If those kinds of numbers hold up across a range of HPC codes, not to mention more mainstream enterprise and cloud applications, AMD could find its fortunes on the rise in the very near future. Today, Intel owns more than 95 percent of the mainstream processor server market, which according to IDC is closing in on $14 billion per year. AMD currently has less than one percent of that market. (Ten years ago, the company’s market share was couple of points north of 20 percent.) If AMD could capture just 10 percent of those sales, the company could add well over a billion dollars to its annual revenue.
The new Naples products will almost certainly be competitively priced against its Xeon competition. And if the real-world performance numbers reflect the advantages being touted by AMD, Intel will have its hands full.
At this point, it’s worth mentioning the “Skylake” Xeon launch is imminent, and will likely happen in concert with the Naples product ramp. The top Skylake parts may match Naples with 32 cores, or at least get rather close to it.
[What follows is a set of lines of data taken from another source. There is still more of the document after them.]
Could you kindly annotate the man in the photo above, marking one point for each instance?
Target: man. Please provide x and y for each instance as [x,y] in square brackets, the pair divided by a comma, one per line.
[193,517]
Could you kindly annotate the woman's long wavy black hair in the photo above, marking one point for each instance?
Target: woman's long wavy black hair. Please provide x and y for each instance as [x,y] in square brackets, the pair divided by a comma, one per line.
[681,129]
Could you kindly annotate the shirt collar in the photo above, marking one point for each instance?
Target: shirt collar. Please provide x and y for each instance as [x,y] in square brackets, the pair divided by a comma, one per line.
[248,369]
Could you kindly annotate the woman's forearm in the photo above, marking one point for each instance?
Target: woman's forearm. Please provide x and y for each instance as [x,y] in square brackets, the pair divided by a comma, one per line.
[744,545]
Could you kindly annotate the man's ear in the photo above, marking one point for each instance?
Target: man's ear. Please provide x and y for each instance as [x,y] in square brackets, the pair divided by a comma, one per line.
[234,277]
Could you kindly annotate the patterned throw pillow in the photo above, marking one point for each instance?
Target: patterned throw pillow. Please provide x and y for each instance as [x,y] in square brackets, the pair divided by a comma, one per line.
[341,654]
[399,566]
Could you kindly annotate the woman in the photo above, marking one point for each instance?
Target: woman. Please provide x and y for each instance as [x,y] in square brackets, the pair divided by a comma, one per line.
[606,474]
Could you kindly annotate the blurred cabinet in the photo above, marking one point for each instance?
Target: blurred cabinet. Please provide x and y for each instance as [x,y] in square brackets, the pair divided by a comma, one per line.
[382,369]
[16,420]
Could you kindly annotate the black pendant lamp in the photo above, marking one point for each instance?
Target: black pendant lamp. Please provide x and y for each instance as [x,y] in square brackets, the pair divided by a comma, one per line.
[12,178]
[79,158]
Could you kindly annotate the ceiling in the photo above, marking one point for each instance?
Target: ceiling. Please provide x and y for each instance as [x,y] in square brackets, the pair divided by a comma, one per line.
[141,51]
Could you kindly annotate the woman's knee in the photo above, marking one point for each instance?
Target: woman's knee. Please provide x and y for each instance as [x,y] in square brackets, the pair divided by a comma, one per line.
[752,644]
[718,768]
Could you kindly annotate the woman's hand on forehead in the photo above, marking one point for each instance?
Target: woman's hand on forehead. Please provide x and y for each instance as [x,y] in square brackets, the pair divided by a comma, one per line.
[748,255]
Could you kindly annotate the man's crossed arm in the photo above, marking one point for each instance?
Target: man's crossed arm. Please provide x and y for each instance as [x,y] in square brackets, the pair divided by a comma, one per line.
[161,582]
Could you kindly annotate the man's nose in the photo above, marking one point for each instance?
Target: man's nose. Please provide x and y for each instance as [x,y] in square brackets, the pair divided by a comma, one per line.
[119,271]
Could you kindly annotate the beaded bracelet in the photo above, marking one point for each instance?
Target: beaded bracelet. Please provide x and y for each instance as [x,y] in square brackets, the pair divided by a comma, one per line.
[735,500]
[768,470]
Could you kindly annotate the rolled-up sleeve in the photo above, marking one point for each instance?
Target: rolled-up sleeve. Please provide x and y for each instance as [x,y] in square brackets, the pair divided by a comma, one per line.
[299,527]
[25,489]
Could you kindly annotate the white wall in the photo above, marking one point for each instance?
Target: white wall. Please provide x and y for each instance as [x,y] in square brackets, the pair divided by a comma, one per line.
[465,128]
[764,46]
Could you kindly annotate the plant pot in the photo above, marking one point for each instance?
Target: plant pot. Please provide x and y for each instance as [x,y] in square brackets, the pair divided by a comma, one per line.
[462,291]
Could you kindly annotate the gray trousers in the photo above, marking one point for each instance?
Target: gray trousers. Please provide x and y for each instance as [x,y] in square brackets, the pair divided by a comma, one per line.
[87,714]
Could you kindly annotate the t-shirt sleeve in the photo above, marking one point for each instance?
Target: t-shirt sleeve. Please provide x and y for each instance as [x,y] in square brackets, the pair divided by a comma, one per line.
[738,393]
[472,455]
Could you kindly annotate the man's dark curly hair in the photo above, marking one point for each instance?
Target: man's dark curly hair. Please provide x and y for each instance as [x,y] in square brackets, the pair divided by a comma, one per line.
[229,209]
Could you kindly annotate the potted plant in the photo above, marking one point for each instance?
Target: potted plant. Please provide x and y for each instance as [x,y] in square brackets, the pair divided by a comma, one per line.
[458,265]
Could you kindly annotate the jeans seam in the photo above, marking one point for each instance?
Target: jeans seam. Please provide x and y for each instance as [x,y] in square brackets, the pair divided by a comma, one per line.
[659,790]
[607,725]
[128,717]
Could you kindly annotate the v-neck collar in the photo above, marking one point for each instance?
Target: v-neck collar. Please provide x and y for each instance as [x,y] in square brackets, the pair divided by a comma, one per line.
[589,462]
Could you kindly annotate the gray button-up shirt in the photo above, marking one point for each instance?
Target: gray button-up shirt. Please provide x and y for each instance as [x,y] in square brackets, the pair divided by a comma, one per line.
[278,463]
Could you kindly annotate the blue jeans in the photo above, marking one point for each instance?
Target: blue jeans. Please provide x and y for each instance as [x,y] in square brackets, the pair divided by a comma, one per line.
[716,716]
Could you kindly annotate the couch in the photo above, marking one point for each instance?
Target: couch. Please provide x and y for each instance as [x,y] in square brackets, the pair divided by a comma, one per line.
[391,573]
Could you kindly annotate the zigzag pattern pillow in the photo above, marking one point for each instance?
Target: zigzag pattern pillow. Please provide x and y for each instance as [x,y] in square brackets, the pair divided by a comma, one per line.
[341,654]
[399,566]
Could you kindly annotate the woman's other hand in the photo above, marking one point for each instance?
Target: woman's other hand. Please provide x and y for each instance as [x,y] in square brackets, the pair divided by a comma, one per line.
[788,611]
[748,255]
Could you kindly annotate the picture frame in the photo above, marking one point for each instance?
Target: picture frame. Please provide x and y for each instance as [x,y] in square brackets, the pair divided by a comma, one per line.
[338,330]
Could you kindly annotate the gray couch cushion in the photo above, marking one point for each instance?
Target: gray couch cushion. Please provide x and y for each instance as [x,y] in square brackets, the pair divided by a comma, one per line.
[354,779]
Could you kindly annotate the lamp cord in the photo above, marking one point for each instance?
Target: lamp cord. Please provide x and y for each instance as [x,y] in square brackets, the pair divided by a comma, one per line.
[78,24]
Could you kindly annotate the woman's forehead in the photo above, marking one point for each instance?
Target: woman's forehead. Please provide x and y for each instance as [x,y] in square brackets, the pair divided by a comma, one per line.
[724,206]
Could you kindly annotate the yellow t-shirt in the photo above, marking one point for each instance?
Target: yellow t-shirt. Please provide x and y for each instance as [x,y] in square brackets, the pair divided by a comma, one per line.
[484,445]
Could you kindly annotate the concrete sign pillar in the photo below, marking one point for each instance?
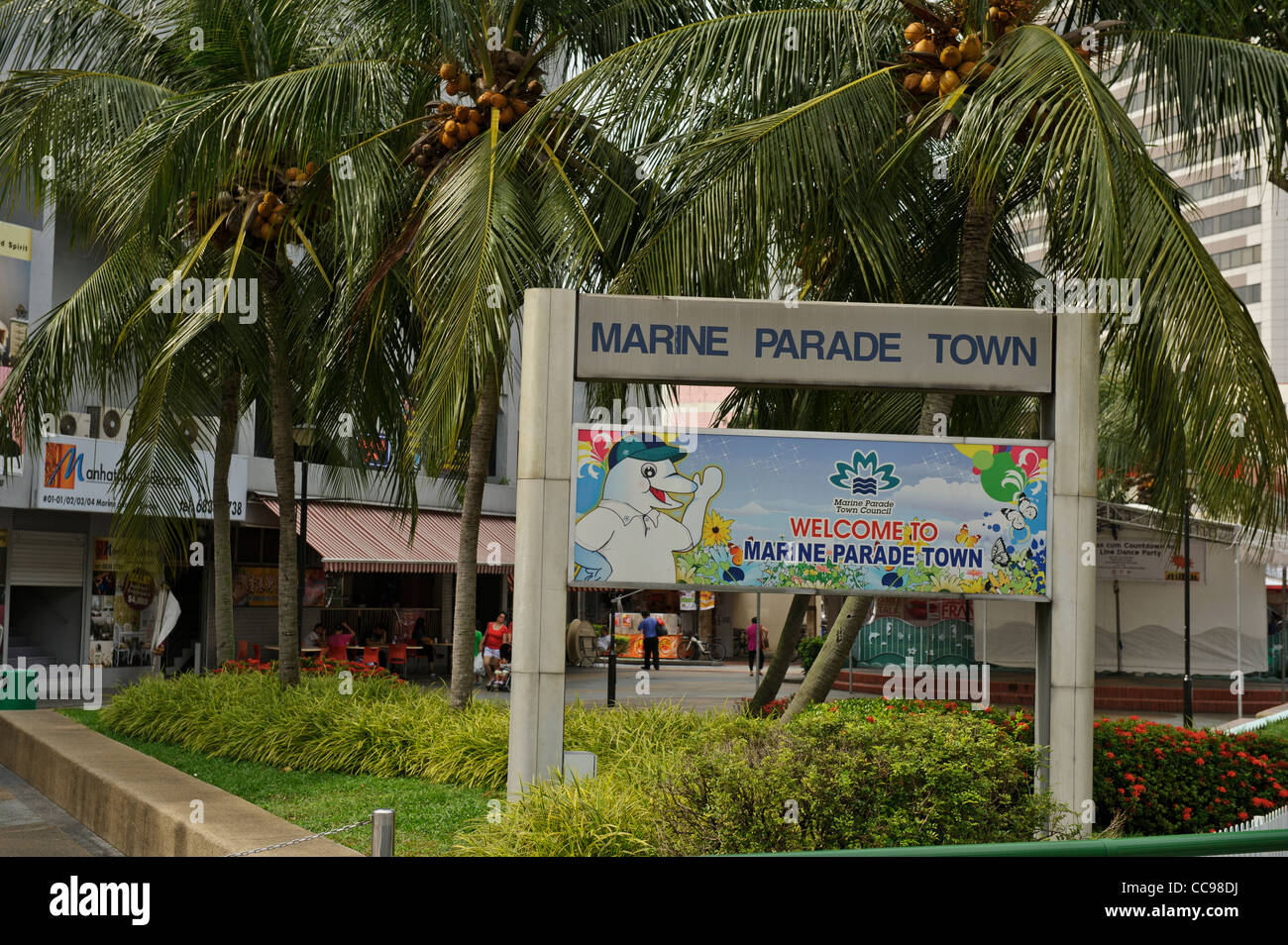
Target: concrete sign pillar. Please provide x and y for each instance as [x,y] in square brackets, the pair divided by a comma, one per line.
[1067,626]
[625,339]
[541,538]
In addition, Intel is also expected to bump up the memory channels to six per processor, getting pretty close to the eight in Naples. Further, the new Xeon will offer AVX-512, which will double up its floating point performance compared to the current Broadwell parts. All of which should make for the most competitive CPU rivalry the server market has seen in a long, long time. We'll keep you apprised.